O poder da arte cinematográfica celebrizou vários tipos de fora-da-lei. De tão bem caracterizados por atores de talento, bandidos se tornaram homens atraentes, charmosos, irresistíveis. De exemplo temos Al Capone (Robert de Niro), Michael Corleone (Al Pacino), Don Vito (Marlon Brando).

“O gênero gângster cinematográfico é um fenômeno recente que nasceu junto com a era dourada do cinema e a ascensão artística industrial americana. Suas raízes estão fortemente calcadas nos romances literários populares que, quando re-interpretados pelo cinema, são responsáveis por agregar e ambientalizar uma concepção contemporânea às sucessivas crises sociais. Dentro do cinema essas narrativas acabaram sendo vistas como se tivessem nascido com o invento da sétima arte e não re-elaboradas dentro das telas. A grande maioria dos filmes de gângster tinha suas histórias baseadas em obras literárias” (Silva, 2008, p. 43).

É em outro tipo de tela que o brasileiro acompanha o romance Gabriela: cravo e canela, do baiano Jorge Amado, escritor que já foi cortado das leituras de jovens e das salas de aula. Lia-se Amado na clandestinidade imposta pela “sociedade sadia”. “Sociedade sadia” está entre aspas porque eu jamais diria tal asneira, e acrescento que me causou nojo quando uma conhecida pronunciou a expressão durante uma reunião. Dizia-o com o peito cheio e orgulhoso por se julgar parte desse saudável ambiente. Digo eu de cá, “quem não te conhece, que te compre”. Foi essa sociedade safada e dissimulada que proibiu aos estudantes a leitura do escritor que hoje aprova na televisão.
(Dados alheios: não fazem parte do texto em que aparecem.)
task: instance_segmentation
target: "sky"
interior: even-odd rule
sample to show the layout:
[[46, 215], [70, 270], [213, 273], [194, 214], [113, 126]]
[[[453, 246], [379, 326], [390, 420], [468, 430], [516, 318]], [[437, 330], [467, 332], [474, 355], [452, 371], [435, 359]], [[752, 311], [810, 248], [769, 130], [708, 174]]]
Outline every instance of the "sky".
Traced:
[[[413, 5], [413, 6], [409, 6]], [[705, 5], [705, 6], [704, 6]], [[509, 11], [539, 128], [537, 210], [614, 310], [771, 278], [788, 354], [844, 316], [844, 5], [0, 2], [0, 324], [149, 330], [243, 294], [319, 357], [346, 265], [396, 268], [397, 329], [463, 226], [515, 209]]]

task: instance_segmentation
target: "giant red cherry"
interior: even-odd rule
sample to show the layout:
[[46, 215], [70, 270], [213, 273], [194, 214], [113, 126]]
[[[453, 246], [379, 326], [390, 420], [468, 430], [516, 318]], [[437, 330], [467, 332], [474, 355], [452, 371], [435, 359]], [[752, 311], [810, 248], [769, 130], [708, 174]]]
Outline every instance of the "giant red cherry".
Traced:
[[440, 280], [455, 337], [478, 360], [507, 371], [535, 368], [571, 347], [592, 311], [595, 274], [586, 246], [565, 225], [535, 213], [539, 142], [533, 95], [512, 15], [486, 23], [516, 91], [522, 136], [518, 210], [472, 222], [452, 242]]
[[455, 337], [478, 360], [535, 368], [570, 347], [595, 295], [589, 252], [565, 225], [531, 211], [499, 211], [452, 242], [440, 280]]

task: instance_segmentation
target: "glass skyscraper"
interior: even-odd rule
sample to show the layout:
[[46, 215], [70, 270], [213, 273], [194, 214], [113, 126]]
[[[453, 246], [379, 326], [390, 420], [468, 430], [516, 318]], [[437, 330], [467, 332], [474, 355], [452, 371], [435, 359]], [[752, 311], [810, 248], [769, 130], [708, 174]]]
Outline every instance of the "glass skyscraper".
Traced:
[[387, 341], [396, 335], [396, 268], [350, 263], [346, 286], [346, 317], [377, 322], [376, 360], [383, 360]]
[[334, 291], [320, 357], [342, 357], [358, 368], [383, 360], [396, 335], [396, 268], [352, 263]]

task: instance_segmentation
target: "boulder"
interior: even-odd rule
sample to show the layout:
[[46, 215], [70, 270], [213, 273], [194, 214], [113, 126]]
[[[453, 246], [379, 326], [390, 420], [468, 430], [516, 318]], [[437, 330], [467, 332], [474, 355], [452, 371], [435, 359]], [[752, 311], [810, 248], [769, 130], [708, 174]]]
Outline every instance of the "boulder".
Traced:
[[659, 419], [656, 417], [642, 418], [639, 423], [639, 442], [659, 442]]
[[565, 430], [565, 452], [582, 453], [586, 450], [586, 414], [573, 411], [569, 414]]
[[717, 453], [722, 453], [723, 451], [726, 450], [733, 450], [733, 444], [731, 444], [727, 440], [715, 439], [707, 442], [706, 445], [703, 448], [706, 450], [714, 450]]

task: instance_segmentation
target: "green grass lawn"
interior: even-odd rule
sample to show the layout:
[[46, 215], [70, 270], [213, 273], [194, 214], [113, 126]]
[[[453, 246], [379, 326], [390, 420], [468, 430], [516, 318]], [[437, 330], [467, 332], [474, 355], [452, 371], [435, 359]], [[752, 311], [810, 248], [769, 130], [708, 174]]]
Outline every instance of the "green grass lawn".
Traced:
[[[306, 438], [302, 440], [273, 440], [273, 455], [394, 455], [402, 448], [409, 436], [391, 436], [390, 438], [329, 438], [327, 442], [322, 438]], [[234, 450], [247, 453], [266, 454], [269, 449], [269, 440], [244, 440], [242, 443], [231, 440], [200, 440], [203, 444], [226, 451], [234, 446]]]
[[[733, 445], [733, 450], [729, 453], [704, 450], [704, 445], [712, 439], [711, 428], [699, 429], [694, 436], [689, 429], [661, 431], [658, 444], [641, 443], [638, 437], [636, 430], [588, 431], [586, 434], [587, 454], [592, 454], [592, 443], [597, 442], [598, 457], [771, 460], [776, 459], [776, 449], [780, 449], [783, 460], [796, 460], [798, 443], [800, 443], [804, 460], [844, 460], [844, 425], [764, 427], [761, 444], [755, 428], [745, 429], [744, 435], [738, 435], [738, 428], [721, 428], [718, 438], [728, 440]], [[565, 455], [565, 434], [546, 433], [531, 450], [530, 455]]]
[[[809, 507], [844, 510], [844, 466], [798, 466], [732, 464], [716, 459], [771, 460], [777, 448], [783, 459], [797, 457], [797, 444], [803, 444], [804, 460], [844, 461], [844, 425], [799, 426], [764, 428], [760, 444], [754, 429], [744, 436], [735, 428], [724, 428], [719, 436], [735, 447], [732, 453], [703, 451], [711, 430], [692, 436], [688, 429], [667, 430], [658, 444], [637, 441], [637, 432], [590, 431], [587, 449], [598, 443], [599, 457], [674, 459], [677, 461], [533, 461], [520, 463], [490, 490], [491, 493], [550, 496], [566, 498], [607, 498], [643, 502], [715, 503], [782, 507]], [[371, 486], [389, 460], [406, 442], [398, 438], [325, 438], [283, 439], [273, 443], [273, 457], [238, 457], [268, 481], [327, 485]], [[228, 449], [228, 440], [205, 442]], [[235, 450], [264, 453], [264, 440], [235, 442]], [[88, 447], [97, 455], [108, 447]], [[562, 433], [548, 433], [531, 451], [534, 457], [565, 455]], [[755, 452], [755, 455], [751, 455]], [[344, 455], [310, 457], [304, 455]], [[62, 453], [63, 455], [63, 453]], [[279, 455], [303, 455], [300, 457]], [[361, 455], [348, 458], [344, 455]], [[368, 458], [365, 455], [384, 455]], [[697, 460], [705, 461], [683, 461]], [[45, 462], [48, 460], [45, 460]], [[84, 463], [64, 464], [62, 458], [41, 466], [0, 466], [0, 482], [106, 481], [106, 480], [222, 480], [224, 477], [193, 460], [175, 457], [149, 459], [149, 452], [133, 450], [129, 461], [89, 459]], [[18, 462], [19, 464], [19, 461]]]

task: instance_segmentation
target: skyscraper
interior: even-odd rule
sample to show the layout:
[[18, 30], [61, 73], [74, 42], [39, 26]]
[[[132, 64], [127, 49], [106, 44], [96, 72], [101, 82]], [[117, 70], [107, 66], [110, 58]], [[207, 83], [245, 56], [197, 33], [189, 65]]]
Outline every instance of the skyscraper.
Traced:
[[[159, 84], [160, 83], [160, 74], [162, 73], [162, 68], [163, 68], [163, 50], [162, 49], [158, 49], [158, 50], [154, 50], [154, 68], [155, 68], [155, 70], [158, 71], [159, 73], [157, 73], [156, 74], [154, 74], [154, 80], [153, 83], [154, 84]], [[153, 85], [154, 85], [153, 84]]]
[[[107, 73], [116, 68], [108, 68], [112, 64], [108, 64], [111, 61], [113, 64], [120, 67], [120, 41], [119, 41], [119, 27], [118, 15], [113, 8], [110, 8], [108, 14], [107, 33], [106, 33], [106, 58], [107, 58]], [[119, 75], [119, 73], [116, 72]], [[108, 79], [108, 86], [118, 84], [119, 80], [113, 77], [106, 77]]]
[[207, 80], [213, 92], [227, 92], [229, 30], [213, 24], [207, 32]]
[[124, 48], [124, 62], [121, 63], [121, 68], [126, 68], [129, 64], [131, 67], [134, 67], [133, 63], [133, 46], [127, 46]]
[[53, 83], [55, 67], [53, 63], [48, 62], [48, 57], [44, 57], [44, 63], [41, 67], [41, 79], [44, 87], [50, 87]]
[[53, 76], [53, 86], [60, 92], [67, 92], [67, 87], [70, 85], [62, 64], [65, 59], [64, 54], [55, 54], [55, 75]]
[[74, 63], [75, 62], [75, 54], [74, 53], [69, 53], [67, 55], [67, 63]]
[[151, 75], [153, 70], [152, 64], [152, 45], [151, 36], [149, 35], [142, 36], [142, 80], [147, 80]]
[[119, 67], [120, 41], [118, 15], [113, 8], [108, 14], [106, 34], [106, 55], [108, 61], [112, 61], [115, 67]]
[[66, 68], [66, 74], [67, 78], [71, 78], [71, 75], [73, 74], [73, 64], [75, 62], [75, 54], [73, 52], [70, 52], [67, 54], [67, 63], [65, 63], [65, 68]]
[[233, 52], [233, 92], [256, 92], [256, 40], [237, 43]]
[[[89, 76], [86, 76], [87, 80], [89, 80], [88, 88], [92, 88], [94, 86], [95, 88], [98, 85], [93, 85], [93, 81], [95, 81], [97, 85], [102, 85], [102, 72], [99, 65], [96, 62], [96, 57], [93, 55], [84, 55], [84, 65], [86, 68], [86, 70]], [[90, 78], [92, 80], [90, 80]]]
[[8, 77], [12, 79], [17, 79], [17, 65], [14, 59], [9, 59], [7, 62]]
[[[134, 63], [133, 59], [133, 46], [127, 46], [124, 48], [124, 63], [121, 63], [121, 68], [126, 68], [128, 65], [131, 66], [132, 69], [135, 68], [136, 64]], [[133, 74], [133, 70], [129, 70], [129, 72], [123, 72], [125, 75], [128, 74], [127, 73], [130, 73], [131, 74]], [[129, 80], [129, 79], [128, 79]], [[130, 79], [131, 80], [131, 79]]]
Preciso falar dos coroneis e sobre essas personalidades dar a palavra a outros. Estou vivamente impressionada com o desempenho dos artistas brasileiros que estão vestindo a figura do coronel baiano. Desempenhos como os de José Wilker (Coronel Jesuíno), Antônio Fagundes (Coronel Ramiro Bastos), Ary Fontoura (Coronel Coriolano), Chico Diaz (Coronel Melk Tavares), Nelson Xavier (Coronel Altino Brandão), Genésio de Barros (Coronel Amâncio Leal) não deixam a desejar aos das grandes produções da Sétima Arte.

Os rasgos de verossimilhança alcançados pelos atores conseguem fazer rir, chorar, amar e odiar os coroneis. Todos os sentimentos assomam, especialmente à alma feminina colocada frente à tirania do coronel, ao seu poder de decidir pelos outros, de matar, de esfolar, de expulsar da cidade, de desgraçar a vida de qualquer pessoa. Até chego a pensar que a juventude há de achar nas cenas um bom motivo pra rir.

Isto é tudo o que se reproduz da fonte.